Reviewed by Greg Wilson / 2022-03-18
Keywords: Programming Languages, Types

Python used to be the kind of language you could pick up in a couple of days, but "used to be" was many years ago. Coming back to developing products with it after 11 years away, I've been a little overwhelmed by how many features have been added, and how hard it is to make sense of a modern code base without understanding all of them.

One of the biggest changes has been the addition of type annotations, which allow developers to say that a function returns Dict[List[Set[FrozenSet[int]]], str] (i.e., a dictionary that maps lists of sets of frozensets of integers onto strings). RakAmnouykit2020 takes an empirical look at how programmers use these annotations, and turns up some surprising results. For one, the most common kind of type annotation is a user-defined type:

Histogram of Python type annotation types

What's more interesting is that when the authors stripped annotations out of files and asked PyType to infer them, it failed to do so in 77% of cases, which means that the user-written annotations were capturing information that automatic tools couldn't. On the other hand, MyPy found that only 15% of the 2,678 repositories examined were type-correct; this may be a result of MyPy being very conservative and producing false positives. More troubling are the disagreements between these different tools, but studies like these are exactly what we need to make those tools more consistent and more helpful.

RakAmnouykit2020 Ingkarat Rak-amnouykit, Daniel McCrevan, Ana Milanova, Martin Hirzel, and Julian Dolby: Python 3 types in the wild: a tale of two type systems.
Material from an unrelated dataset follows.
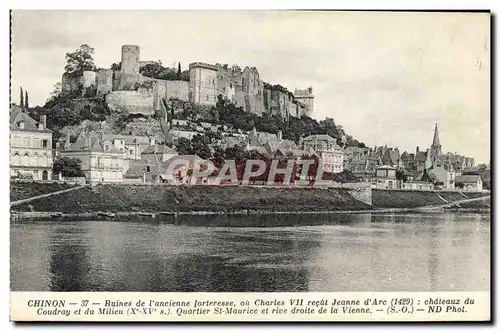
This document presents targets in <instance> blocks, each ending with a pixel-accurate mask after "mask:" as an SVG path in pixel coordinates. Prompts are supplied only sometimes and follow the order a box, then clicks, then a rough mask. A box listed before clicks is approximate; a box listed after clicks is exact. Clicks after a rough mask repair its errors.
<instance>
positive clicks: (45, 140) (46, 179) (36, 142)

In Proc. ISDL 2020, doi:10.1145/3426422.3426981.

Python 3 is a highly dynamic language, but it has introduced a syntax for expressing types with PEP484. This paper ex- plores how developers use these type annotations, the type system semantics provided by type checking and inference tools, and the performance of these tools. We evaluate the types and tools on a corpus of public GitHub repositories. We review MyPy and PyType, two canonical static type checking and inference tools, and their distinct approaches to type analysis. We then address three research questions: (i) How often and in what ways do developers use Python 3 types? (ii) Which type errors do developers make? (iii) How do type errors from different tools compare? Surprisingly, when developers use static types, the code rarely type-checks with either of the tools. MyPy and PyType exhibit false positives, due to their static nature, but also flag many useful errors in our corpus. Lastly, MyPy and PyType embody two distinct type systems, flagging different errors in many cases. Understanding the usage of Python types can help guide tool-builders and researchers. Understanding the performance of popular tools can help increase the adoption of static types and tools by practitioners, ultimately leading to more correct and more robust Python code.